The Original Amateur Hour was America's first ever talent game show.
WHN-AM (Radio): 4/1/1934 – 3/17/1935
NBC Radio: 3/24/1935 – 9/13/1936
CBS Radio: 9/17/1936 – 7/19/1945
ABC Radio: 9/29/1948 – 9/18/1952
DuMont: 1/18/1948 – 9/25/1949
NBC: 10/4/1949 – 9/11/1954
ABC: 10/30/1955 – 6/23/1957, 3/7/1960 – 9/26/1960
CBS: 5/1/1959 – 10/9/1959, 10/2/1960 – 9/27/1970
The Family Channel: 1/26/1992 – 4/12/1992
Major Edward Bowes (1934–1945)
Ted Mack (1948–1970)
Willard Scott (1992)
The format of the program remained virtually unchanged from its premiere in early network radio. The show was essentially an amateur talent contest, the non-professional status of contestants thus distinguishing this show from Arthur Godfrey's Talent Scouts which also ran during the late 1940s and early 1950s. Contestants traveled to New York's Radio City from all parts of the country to sing, dance, play music, and participate in various forms of novelty entertainment. Those who passed an initial screening were invited to compete on the program.
At the beginning of the show, the talent's order of appearance was determined by spinning a wheel. After it was announced how many episodes the current one marked (the final broadcast on CBS being the 1,651st), the wheel was spun. As the wheel spun, the words "Round and round she goes, and where she stops nobody knows" were always intoned. (From the late 1950s forward, the wheel was gone: it was symbolized by flute arpeggios as Ted Mack invoked the traditional phrase.)

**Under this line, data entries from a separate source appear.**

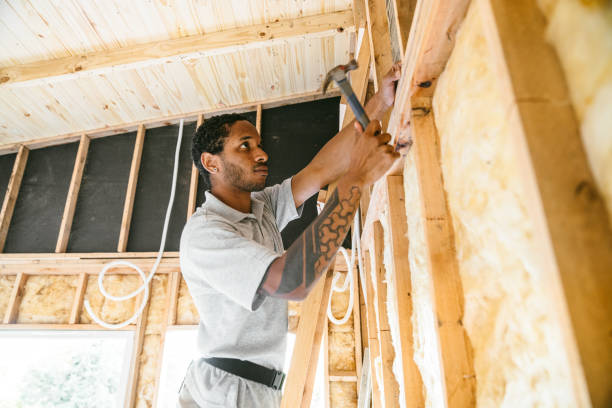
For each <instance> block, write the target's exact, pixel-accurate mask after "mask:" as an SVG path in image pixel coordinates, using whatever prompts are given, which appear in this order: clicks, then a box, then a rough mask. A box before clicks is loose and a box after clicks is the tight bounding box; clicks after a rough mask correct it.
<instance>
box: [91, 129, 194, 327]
mask: <svg viewBox="0 0 612 408" xmlns="http://www.w3.org/2000/svg"><path fill="white" fill-rule="evenodd" d="M182 139H183V119H181V122H180V125H179V135H178V139H177V141H176V152H175V153H174V171H173V174H172V190H171V192H170V201H169V202H168V208H167V209H166V219H165V220H164V229H163V231H162V239H161V244H160V245H159V252H158V253H157V259H156V260H155V263H154V264H153V268H151V272H150V273H149V276H146V275H145V273H144V272H143V271H142V269H140V268H139V267H138V266H137V265H134V264H133V263H131V262H128V261H113V262H109V263H107V264H106V265H104V268H102V271H100V274H99V275H98V287H99V288H100V292H101V293H102V295H104V297H105V298H107V299H110V300H114V301H117V302H121V301H124V300H128V299H131V298H133V297H135V296H137V295H138V294H139V293H140V292H142V291H143V290H144V295H143V296H142V301H141V302H140V306H139V307H138V309H137V310H136V312H135V313H134V314H133V315H132V317H130V318H129V319H127V320H125V321H124V322H121V323H115V324H113V323H106V322H105V321H103V320H102V319H100V318H99V317H98V316H96V314H95V312H94V311H93V309H92V308H91V306H90V304H89V300H85V309H86V310H87V313H89V316H91V318H92V319H93V320H94V321H95V322H96V323H98V324H99V325H100V326H102V327H105V328H107V329H120V328H122V327H125V326H127V325H128V324H131V323H133V322H135V321H136V319H137V318H138V316H139V315H140V314H141V313H142V311H143V310H144V308H145V306H146V304H147V302H148V301H149V282H151V279H153V275H155V272H156V271H157V267H158V266H159V264H160V262H161V258H162V256H163V253H164V247H165V246H166V234H167V233H168V224H169V222H170V214H171V213H172V206H173V204H174V193H175V191H176V178H177V174H178V164H179V153H180V151H181V140H182ZM116 266H127V267H129V268H132V269H135V270H136V272H138V274H139V275H140V278H141V279H142V285H141V286H140V287H139V288H138V289H136V290H134V291H133V292H130V293H128V294H127V295H124V296H114V295H111V294H110V293H108V292H107V291H106V289H105V288H104V283H103V280H104V275H105V274H106V272H107V271H108V270H109V269H111V268H114V267H116Z"/></svg>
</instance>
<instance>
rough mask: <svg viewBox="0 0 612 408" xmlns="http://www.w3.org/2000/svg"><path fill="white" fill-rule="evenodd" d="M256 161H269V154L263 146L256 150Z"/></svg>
mask: <svg viewBox="0 0 612 408" xmlns="http://www.w3.org/2000/svg"><path fill="white" fill-rule="evenodd" d="M255 161H256V162H257V163H265V162H267V161H268V155H267V154H266V152H264V151H263V149H261V148H257V151H256V152H255Z"/></svg>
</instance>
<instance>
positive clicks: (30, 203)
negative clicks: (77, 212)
mask: <svg viewBox="0 0 612 408" xmlns="http://www.w3.org/2000/svg"><path fill="white" fill-rule="evenodd" d="M78 145H79V144H78V143H69V144H65V145H60V146H53V147H47V148H44V149H37V150H32V151H31V152H30V153H29V156H28V162H27V165H26V169H25V173H24V175H23V180H22V182H21V188H20V190H19V196H18V197H17V202H16V204H15V212H14V213H13V218H12V220H11V225H10V227H9V232H8V236H7V238H6V245H5V247H4V252H7V253H11V252H55V245H56V244H57V236H58V234H59V227H60V223H61V220H62V215H63V212H64V206H65V204H66V195H67V194H68V188H69V186H70V178H71V177H72V170H73V168H74V160H75V158H76V152H77V149H78Z"/></svg>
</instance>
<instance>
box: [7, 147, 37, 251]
mask: <svg viewBox="0 0 612 408" xmlns="http://www.w3.org/2000/svg"><path fill="white" fill-rule="evenodd" d="M29 153H30V150H28V148H26V147H25V146H21V147H19V152H18V153H17V157H16V158H15V164H14V165H13V172H12V173H11V178H10V180H9V185H8V188H7V189H6V195H5V196H4V202H3V203H2V210H0V252H2V251H3V250H4V244H5V243H6V237H7V235H8V229H9V226H10V225H11V218H12V217H13V211H14V210H15V203H16V202H17V196H18V195H19V188H20V187H21V180H22V179H23V173H24V171H25V166H26V163H27V161H28V154H29Z"/></svg>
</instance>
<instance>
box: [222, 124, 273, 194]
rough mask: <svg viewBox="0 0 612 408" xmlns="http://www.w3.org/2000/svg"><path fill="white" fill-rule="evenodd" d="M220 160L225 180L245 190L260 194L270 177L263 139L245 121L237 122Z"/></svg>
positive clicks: (230, 128)
mask: <svg viewBox="0 0 612 408" xmlns="http://www.w3.org/2000/svg"><path fill="white" fill-rule="evenodd" d="M219 157H220V159H221V164H222V169H223V173H222V174H221V175H222V176H223V178H224V181H225V182H226V183H228V184H231V185H233V186H234V187H236V188H238V189H240V190H243V191H248V192H252V191H260V190H263V188H264V187H265V186H266V178H267V177H268V166H266V162H267V161H268V155H267V154H266V153H265V152H264V151H263V149H262V148H261V136H259V133H258V132H257V129H256V128H255V126H253V125H252V124H251V123H250V122H247V121H246V120H240V121H238V122H235V123H234V124H233V125H232V126H231V128H230V133H229V135H228V136H227V138H226V139H225V144H224V146H223V151H222V152H221V153H220V154H219Z"/></svg>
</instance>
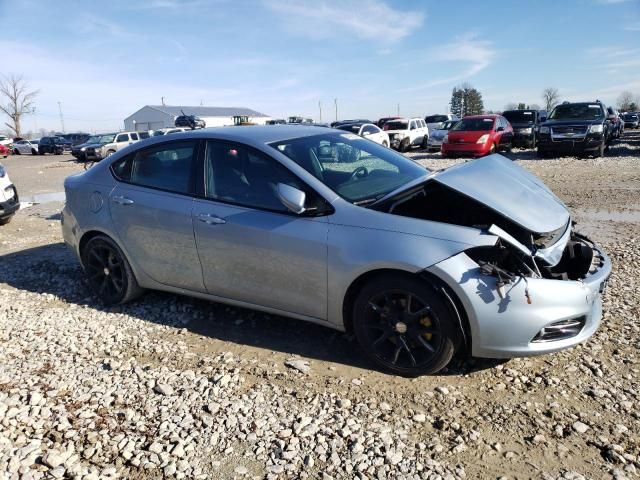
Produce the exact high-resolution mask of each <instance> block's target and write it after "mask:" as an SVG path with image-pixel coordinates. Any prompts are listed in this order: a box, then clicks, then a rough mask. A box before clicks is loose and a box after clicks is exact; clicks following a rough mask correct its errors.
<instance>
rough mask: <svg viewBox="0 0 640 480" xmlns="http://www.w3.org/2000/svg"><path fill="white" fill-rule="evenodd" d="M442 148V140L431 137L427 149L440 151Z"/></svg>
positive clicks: (429, 137) (430, 137)
mask: <svg viewBox="0 0 640 480" xmlns="http://www.w3.org/2000/svg"><path fill="white" fill-rule="evenodd" d="M441 146H442V138H437V137H435V138H434V137H429V139H428V140H427V148H429V149H434V150H435V149H438V150H440V147H441Z"/></svg>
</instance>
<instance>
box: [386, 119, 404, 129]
mask: <svg viewBox="0 0 640 480" xmlns="http://www.w3.org/2000/svg"><path fill="white" fill-rule="evenodd" d="M407 128H409V123H408V122H398V121H397V120H391V121H389V122H387V123H385V124H384V129H385V130H406V129H407Z"/></svg>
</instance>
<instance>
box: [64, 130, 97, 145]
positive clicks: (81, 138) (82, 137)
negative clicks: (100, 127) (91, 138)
mask: <svg viewBox="0 0 640 480" xmlns="http://www.w3.org/2000/svg"><path fill="white" fill-rule="evenodd" d="M56 136H58V137H62V138H64V139H65V140H68V141H70V142H71V145H80V144H81V143H85V142H86V141H87V140H88V139H89V137H90V136H91V135H89V134H88V133H63V134H56Z"/></svg>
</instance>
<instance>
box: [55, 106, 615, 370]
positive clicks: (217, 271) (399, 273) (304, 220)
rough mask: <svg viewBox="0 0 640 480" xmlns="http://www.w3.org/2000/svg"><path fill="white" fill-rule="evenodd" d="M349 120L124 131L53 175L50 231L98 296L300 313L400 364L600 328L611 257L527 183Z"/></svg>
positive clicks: (534, 184) (492, 159) (486, 133)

Winners were determined by viewers who voted via letters and phone calls, and winning contestants returned to compete against a crop of new talent on the next program. Between amateur acts, the host conducted rambling interviews and shared corny jokes with contestants. Contestants who won three times earned cash prizes, scholarships, or parts in a traveling stage show associated with the program.